Выбрать главу

— У меня нет времени отслеживать чьи-либо похождения, независимо от того, идет ли речь о друзьях или врагах.

И, не дожидаясь Валеркиной реплики на сие высказывание, Сливка без зазрения совести положила трубку.

Так и не удалось Дидковскому узнать имя соперника. Не мог даже сказать наверняка, был ли он на самом деле, или все это было лишь плодом его нездорового воображения. Однако абсолютно точно чувствовал, что Ларочка от него ускользает. Буквально инстинктивно, на животном уровне, ощутил, что вот-вот потеряет ее, что готова Ларочка отдать свое сердце постороннему мужчине. И запаниковал. Чем еще можно объяснить то, что он отказался даже от посещений Кристины, ставших в последнее время очень даже регулярными?

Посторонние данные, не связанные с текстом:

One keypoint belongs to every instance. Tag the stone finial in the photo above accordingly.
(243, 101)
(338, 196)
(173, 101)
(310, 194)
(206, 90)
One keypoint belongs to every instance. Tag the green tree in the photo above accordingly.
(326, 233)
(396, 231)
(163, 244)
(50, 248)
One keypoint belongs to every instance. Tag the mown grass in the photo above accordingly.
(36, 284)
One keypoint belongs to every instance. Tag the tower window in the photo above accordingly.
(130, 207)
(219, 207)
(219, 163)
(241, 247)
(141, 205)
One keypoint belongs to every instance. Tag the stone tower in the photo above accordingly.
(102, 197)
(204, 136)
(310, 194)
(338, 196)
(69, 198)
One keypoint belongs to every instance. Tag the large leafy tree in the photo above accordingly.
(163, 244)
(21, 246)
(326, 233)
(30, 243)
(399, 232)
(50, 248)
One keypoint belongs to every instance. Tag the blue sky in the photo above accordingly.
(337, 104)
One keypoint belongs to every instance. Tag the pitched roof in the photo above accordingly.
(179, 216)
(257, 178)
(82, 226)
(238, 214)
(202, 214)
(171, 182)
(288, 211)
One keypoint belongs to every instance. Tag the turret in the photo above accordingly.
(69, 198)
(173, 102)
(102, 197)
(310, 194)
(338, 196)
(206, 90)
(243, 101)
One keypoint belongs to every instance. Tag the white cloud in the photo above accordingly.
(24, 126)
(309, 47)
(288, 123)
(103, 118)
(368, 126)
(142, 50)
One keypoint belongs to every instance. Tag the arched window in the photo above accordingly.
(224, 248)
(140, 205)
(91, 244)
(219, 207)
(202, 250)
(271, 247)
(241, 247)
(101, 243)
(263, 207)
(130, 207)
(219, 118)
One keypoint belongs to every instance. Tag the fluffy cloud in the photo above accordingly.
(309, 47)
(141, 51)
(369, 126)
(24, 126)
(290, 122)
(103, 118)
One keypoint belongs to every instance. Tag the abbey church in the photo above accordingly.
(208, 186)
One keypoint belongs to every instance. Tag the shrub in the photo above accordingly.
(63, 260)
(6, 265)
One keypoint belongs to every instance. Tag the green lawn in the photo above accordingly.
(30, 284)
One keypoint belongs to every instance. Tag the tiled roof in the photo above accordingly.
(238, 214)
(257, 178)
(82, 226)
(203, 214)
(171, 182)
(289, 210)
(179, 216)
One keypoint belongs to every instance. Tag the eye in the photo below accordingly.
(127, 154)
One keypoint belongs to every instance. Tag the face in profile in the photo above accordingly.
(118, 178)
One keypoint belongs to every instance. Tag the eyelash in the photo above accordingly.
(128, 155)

Впрочем, отказаться от Кристины совсем Валерка тоже не мог. Просто пришлось урезать график посещений до двух раз в неделю. Иногда даже приходилось довольствоваться одним — как ни крути, но Ларочка была важнее, чем свидания с Кристиной. Хотя, если уж совсем честно и откровенно, то встречи с Кристиной были ему пусть и не так важны, зато куда уж как приятны. С Ларочкой Валерка до сих пор не преодолел рубеж пусть милых и познавательных, но всего лишь бесед. Даже поцеловать ее не мог, боялся спугнуть. Ведь мама много раз ему говорила, что он должен быть ей другом, только другом, но зато самым надежным, самым верным, таким, без которого ей трудно было бы даже представить свою жизнь, а все остальное, по ее словам, должно было появиться на более позднем этапе. И только так, по ее глубокому убеждению, могли развиваться их отношения, ведь, начни Валерка уже сейчас форсировать события, и Ларочка мало того, что даст ему от ворот поворот, но и замкнется в себе, навсегда закрыв для Валерки дверь в заветное совместное будущее.

Кристина же была вот она, на расстоянии вытянутой руки — в смысле, протяни руку и пощупай. Еще конкретнее — приди и получи сполна, для этого даже ехать далеко не нужно, ведь мудрая мамочка позаботилась даже об этом, и Кристина жила в непосредственной близости от Дидковских, на Таллиннской улице, буквально в паре кварталов от их дома. И еще совсем недавно Валерка ехал домой с занятий не иначе, как через ее гостеприимную квартирку. Если раньше, в самом начале их отношений, оба чувствовали неловкость при встречах, то уже довольно скоро неловкость сменилась физической радостью.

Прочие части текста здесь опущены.